В этой маленькой комнате нашлись замечательные вещи. Слева от двери на боку лежал резной стул или трон, который казался куском золота. Дерево сгнило и раскололось, и золотой лист, покрывавший бОльшую часть поверхности, упал на землю. Эти тонкие, как бумага, кусочки золота определяли первоначальные размеры стула. Его можно восстановить, если обращаться с ними осторожно. То же самое можно сказать и о других инкрустированных предметах мебели – низкой лежанки с ножками в виде львиных лап, длинными шестами, на которых могли располагаться кресло для переноски или балдахин. Прислонившись к стене, стояли два больших круглых предмета, вид которых вызвал у Эмерсона благоговейное восклицание: «Всемогущий!» Они оказались колёсами, но от какого средства передвижения? Моё предположение, что это была колесница королевы-воительницы, заставило Эмерсона громко застонать.

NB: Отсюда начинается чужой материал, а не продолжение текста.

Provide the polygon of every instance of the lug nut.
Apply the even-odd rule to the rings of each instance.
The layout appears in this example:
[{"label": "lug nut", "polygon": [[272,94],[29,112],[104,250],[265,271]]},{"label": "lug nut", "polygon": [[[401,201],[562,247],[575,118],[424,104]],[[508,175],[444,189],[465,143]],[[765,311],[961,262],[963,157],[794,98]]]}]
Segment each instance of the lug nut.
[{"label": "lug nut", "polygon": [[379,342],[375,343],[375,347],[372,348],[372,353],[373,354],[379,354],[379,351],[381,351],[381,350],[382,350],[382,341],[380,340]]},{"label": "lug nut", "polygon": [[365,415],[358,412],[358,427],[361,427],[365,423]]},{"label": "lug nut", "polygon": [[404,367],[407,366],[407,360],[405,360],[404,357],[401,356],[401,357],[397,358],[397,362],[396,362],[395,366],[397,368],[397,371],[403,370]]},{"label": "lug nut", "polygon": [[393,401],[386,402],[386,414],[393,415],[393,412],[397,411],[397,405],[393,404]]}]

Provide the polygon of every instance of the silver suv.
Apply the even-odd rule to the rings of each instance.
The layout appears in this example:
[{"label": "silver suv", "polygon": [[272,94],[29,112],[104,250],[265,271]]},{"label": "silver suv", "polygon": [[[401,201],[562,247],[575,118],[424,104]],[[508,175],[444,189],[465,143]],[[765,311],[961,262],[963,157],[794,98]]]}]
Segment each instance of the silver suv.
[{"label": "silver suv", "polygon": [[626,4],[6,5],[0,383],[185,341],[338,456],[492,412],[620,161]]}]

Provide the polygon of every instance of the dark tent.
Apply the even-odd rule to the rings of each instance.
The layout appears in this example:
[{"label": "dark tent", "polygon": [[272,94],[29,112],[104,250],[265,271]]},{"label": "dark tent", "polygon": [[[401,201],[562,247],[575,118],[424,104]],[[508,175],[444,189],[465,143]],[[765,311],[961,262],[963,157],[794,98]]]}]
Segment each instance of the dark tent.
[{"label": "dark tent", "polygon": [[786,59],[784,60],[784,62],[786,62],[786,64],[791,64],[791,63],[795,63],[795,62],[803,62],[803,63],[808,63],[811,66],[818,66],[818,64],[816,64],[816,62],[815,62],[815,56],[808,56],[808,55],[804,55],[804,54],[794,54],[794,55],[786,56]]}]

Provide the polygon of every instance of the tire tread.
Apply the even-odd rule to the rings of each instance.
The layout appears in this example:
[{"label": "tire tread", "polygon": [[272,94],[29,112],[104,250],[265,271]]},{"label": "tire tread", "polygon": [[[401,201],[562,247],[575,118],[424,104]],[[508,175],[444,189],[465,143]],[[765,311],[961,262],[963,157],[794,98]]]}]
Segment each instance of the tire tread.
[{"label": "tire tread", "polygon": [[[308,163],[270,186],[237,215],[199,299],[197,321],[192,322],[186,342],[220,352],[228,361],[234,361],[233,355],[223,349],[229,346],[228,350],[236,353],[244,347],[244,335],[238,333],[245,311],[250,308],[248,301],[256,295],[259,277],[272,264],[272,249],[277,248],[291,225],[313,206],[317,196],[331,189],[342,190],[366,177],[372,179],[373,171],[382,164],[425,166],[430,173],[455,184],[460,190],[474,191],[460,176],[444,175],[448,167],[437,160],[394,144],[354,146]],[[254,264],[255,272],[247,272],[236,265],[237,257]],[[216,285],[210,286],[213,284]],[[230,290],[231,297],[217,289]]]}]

– Невозможно, – пробормотал он. – Не в этот период. По крайней мере... О Всемогущий Боже!
Ему пришлось и дальше сдерживать своё жгучее любопытство, потому что колёса находились в дальнем конце комнаты, отделённые от нас несколькими футами невероятной смеси – корзин, горшков, каменных сосудов, предметов из бронзы и фаянса. Мой взгляд приковала крошечная кучка бусин – золота и сердолика, ляписа и бирюзы – смешанных с золотыми проставками (193) и изящно инкрустированными застёжками. Шкатулка для драгоценностей королевы рухнула и разрушилась, а нити распались, но если бы нам удалось сохранить нынешнюю композицию, украшения можно было бы вернуть к первозданной красоте. Расплавленный парафиновый воск, если им окружить осколки, удержит эти бусины на месте...
Мои пальцы чесались, но я отвернулась от соблазнительного беспорядка. Эмерсон не поблагодарил меня за эту жертву. Однако я была уверена, что он признает её позже. Кто лучше его мог знать, что я предпочла бы остаться? Меня сжигала археологическая лихорадка, но ей следовало уступить святости семейных уз.
Добравшись до замка, я узнала, что Сайрус уже уехал в Долину Царей. Дворецким Сайруса – или мажордомом, как он предпочитал именовать себя – был бельгиец, много лет проживший в Египте. Мы отлично знали друг друга; по моей просьбе он сразу проводил меня в библиотеку.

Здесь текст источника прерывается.